I want to extract a line if it contains a word in a specified column of a textfile. How can i do it on a one-liner unix command to do it? Maybe with cat, echo, cut, grep with several piples or something.

I have a textfile that looked with this format

#SentenceID<tab>Sentence1<tab>Sentence2<tab>Other_unknown_number_of_columns<tab> ...

An example of the textfile looks like this:

021348  this is the english sentence with coach .   c'est la phrase française avec l'entraîneur .   And then there are several nonsense columns like these  .
923458  this is a another english sentence without the word .   c'est une phrase d'une autre anglais sans le bus mot .  whatever foo bar    nonsense columns    2134234 $%^&

The command should output if the word i am looking for is coach in the 2nd column:

021348  this is the english sentence with coach .   c'est la phrase française avec l'entraîneur .   And then there are several nonsense columns like these  .
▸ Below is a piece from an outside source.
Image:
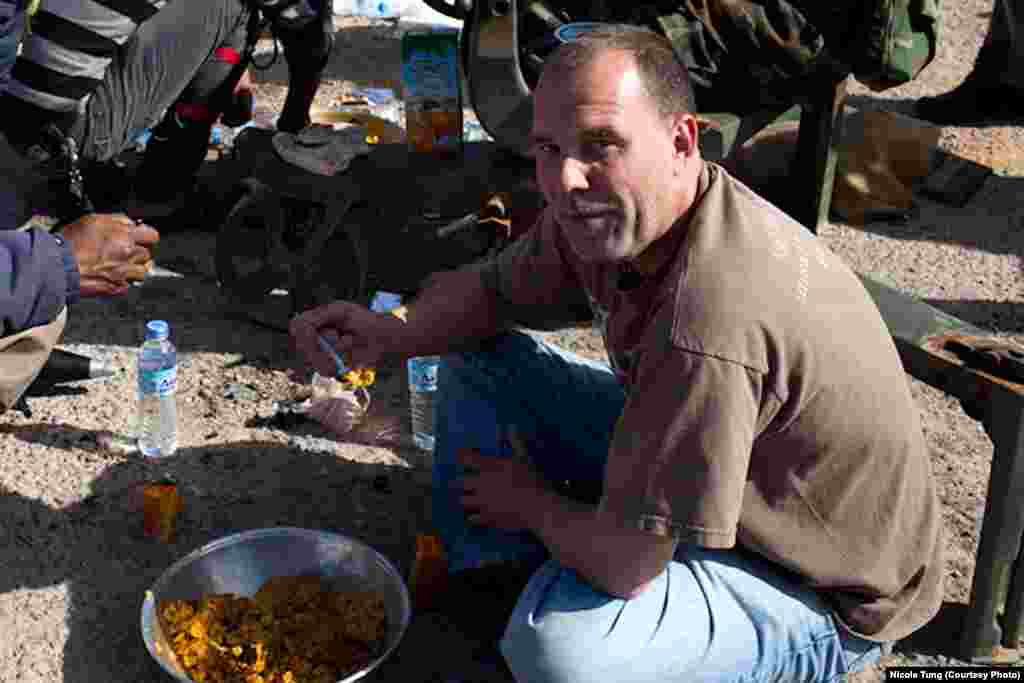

I can do it with python as such, but i'm looking for a unix command or something one-liner:

outfile = open('out.txt')
for line in open('in.txt'):
  if "coach" in line.split():
    print>>outfile, line

Answer 1

What about this?

awk -F'\t' '{if($2 ~ "coach") print} your_file

• -F'\t' --> makes the delimiter to be the tab.
• $2 ~ "coach" --> looks for "coach" in the second field.
• print $0 or print --> prints the whole line.

Edit

sudo_O has suggested the following, which is even shorter:

awk -F'\t' '$2~/coach/' file

Answer 2

For this kind of needs I always use awk :

awk -F'\t' '$2 ~ /coach/ {print $0;}' < textFile

You have access to all columns with $x, $0 contains the entire line. The test is made with regexp, quite simple in this case, so it's really powerfull if your need gets more complicated.